The FDR Drive viaduct will be clad, and South Street will be narrowed for much of its length to make room for additional sidewalk space. The glass pavilions will be located underneath the viaduct, and the bike lanes would be moved to the side of the pavilion, underneath the FDR Drive. The piers would be reconstructed to encourage marine growth, by having reef balls to attract fish populations.

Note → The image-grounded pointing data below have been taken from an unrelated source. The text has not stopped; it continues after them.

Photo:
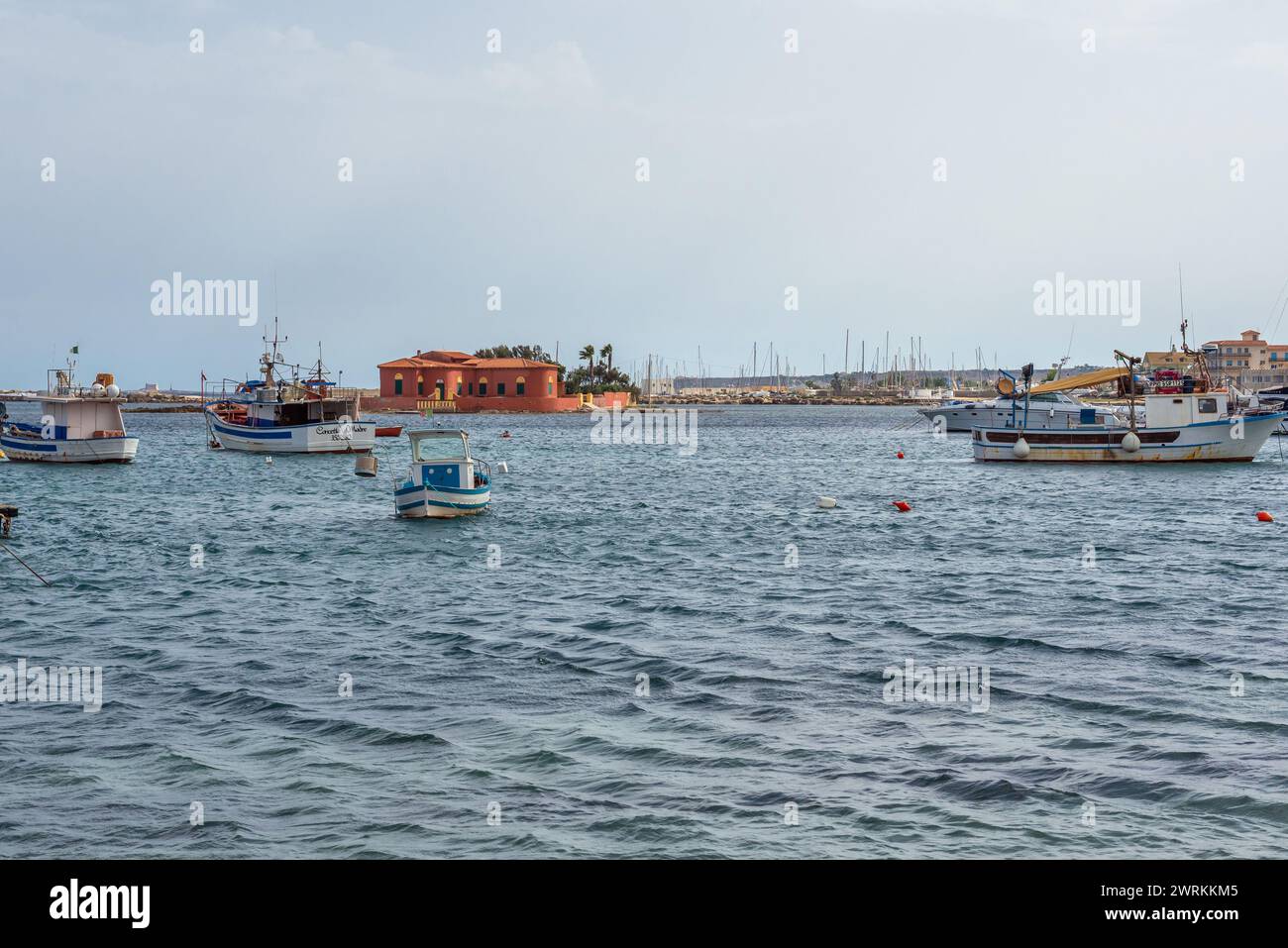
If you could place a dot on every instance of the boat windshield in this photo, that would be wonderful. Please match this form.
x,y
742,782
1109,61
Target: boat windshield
x,y
441,449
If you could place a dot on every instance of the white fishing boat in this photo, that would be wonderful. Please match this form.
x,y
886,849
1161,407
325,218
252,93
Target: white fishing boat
x,y
77,425
1199,425
443,479
282,412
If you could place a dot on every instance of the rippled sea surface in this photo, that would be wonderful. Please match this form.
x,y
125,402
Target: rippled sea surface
x,y
1137,707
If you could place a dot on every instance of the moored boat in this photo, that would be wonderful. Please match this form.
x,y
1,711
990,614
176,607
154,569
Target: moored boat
x,y
443,478
1198,425
279,412
77,425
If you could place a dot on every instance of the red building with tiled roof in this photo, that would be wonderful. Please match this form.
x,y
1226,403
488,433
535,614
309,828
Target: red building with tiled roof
x,y
459,381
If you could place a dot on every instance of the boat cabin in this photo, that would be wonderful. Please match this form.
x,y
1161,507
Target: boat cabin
x,y
269,411
430,445
81,417
1181,408
443,459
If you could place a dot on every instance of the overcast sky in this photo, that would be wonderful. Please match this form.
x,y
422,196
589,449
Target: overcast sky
x,y
518,168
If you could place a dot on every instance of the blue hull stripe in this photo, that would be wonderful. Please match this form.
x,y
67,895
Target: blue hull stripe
x,y
25,445
437,488
263,434
441,504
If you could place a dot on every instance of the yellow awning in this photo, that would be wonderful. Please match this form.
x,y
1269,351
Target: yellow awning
x,y
1081,381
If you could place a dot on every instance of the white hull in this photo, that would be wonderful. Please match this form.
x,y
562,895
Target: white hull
x,y
318,438
962,417
441,501
1228,440
69,450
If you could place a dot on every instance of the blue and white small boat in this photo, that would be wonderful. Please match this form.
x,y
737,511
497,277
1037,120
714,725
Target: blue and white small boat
x,y
77,425
443,479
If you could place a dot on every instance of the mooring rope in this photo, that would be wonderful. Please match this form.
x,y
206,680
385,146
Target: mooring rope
x,y
25,563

Access to the Esplanade from the neighboring areas would be undertaken with the redevelopment of "slips" - wedge-shaped road shapes which previously allowed ships to berth. Some of these slips have been used as parking facilities, while others are the southern termini for critical north–south thoroughfares. Reconstructions of the existing slips in the Financial District, the Lower East Side and Chinatown will feature bikeways and landscaped medians. Five of these slip projects are at varying stages of construction. From east to west, they are Montgomery Slip, Rutgers Slip, Pike Slip, Peck Slip, and Burling Slip.

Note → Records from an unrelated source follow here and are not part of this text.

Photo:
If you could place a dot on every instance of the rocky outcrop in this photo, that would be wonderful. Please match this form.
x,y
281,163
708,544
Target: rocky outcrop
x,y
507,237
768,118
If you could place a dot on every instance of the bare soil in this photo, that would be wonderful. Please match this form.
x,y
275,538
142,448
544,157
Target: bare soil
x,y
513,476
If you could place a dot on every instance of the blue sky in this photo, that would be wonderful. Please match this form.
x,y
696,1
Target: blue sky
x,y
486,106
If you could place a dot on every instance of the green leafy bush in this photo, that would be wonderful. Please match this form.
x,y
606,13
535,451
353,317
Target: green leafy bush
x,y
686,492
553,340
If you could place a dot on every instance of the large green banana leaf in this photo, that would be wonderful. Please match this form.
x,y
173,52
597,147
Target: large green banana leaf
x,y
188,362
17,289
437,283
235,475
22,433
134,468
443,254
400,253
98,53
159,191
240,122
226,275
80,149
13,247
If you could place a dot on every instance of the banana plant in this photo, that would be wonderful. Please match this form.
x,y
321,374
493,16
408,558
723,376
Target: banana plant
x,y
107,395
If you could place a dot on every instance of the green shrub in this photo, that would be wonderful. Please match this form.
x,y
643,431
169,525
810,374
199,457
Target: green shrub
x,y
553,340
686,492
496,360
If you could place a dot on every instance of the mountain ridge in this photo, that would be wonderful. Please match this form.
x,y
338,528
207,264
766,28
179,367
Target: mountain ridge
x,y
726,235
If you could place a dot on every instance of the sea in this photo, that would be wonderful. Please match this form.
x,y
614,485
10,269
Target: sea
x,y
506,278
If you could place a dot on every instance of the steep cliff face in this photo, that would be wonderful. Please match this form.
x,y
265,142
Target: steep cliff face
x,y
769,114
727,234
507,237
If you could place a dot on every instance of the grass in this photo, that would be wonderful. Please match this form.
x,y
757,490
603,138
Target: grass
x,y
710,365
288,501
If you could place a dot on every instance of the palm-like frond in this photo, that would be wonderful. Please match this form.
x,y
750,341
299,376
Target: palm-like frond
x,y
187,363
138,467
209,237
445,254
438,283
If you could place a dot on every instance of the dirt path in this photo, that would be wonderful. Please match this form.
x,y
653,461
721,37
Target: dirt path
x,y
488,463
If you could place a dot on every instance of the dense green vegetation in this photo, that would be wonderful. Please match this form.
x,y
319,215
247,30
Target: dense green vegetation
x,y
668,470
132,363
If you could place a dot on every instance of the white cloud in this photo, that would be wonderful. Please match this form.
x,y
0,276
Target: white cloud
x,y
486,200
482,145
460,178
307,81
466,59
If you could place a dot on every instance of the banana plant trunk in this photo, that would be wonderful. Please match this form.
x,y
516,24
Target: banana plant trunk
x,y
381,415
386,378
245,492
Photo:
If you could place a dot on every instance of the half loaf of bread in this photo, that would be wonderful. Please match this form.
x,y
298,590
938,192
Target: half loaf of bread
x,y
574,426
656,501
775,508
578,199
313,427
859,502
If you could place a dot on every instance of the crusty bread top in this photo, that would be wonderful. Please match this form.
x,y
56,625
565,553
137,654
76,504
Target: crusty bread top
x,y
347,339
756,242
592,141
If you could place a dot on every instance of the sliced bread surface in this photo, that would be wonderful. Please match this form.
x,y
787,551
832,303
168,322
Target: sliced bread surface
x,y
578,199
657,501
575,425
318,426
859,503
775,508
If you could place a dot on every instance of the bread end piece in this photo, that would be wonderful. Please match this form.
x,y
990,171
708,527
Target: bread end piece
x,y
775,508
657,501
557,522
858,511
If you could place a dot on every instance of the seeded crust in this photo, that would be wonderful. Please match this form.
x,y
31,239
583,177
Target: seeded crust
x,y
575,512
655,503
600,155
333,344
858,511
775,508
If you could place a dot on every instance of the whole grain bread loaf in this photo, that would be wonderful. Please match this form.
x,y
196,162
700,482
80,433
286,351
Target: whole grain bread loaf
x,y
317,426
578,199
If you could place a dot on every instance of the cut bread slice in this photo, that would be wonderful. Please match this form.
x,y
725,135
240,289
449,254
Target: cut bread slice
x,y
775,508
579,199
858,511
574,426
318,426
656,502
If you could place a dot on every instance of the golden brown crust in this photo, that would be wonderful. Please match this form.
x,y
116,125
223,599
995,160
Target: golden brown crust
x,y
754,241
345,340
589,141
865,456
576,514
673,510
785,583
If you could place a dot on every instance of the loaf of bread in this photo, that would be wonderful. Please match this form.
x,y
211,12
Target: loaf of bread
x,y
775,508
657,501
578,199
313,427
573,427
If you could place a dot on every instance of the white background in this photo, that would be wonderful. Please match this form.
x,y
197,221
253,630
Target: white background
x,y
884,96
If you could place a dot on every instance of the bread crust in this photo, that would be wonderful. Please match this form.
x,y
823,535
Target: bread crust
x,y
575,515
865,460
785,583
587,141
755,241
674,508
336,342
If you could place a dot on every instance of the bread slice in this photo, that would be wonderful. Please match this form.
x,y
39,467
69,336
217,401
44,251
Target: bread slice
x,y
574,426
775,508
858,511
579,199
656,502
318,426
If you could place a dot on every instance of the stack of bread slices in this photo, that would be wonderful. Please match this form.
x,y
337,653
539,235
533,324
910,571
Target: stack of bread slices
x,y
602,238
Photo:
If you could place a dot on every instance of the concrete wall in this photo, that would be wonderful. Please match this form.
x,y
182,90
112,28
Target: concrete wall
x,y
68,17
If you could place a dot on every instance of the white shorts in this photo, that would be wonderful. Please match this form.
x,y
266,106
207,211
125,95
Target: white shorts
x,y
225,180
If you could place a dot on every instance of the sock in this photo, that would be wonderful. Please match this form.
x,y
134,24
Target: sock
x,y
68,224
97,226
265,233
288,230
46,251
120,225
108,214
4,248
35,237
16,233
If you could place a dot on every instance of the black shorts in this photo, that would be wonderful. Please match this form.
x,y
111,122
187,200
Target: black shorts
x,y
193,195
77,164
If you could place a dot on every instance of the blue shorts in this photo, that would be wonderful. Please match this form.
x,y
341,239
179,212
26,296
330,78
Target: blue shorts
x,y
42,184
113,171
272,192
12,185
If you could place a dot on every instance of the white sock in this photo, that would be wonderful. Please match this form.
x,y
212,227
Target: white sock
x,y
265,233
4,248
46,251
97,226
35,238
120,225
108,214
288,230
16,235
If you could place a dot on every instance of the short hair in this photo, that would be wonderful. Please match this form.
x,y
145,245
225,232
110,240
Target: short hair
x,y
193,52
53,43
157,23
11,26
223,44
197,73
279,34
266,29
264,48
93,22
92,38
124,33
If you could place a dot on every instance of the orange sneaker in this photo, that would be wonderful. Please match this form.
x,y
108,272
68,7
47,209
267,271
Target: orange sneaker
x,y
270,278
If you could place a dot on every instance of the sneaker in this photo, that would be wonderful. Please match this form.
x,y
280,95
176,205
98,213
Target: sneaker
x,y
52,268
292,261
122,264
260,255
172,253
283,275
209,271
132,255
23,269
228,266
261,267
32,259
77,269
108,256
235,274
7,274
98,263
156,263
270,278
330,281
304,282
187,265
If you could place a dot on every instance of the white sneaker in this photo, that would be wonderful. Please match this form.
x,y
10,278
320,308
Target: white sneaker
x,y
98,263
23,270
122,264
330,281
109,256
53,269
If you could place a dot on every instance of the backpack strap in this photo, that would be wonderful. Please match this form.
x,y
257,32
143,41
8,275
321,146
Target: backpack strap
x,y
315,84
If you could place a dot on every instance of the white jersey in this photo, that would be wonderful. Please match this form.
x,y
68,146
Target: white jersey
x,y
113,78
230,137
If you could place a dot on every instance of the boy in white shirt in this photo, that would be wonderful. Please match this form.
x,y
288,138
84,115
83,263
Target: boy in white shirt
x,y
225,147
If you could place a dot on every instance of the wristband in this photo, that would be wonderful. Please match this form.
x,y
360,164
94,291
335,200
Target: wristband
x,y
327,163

=====Renovation phases=====
The project was undertaken in three phases, with first phase completed (including Pier 15). Second phase construction started in summer 2011 (from Old Slip to the Battery Maritime Building). Construction on the third phase (Pike Slip to Pier 35, Montgomery Slip) began in fall 2011. This phase covered the rehabilitation underneath the FDR Drive from Maiden Lane to Pier 35. Phase 4 between Catherine and Pike Slips was completed in 2015. In 2019, the EDC announced plans to spend $21 million upgrading the segment between Catherine and Peck slips.

==Storm barrier==

There are plans for a new storm barrier along the southern third of the greenway, between West 57th and East 42nd Streets. The final proposal, which is geographically U-shaped, will include many features. Under the elevated FDR Drive structure above South Street, storm barriers will hang from the viaduct's ceiling, and drop down in case of a storm. A "Battery Berm" will be located at Battery Park, and a maritime museum will be opened on the site of a former Coast Guard building there. The proposal, by Rebuild by Design, will also include components for storm barriers in Hunts Point, Bronx and on Staten Island. The first component, a 2.19 mi barrier on the Lower East Side between Montgomery and East 13th Streets called "The Bridging Berm", will cost $335 million. In addition to storm protection, the berm—the first of three of the barrier's components—will also provide a pedestrian pathway and bikeway on top of berm, boating and fishing docks, a slope down to current sports fields, upgraded ADA-accessible ramps for bridges across the FDR Drive, and construction materials such as "slurry walls, concrete blocks, a compacted embankment, a clay cap, topsoil and salt-tolerant landscaping." The total cost of the project is over $3.5 billion.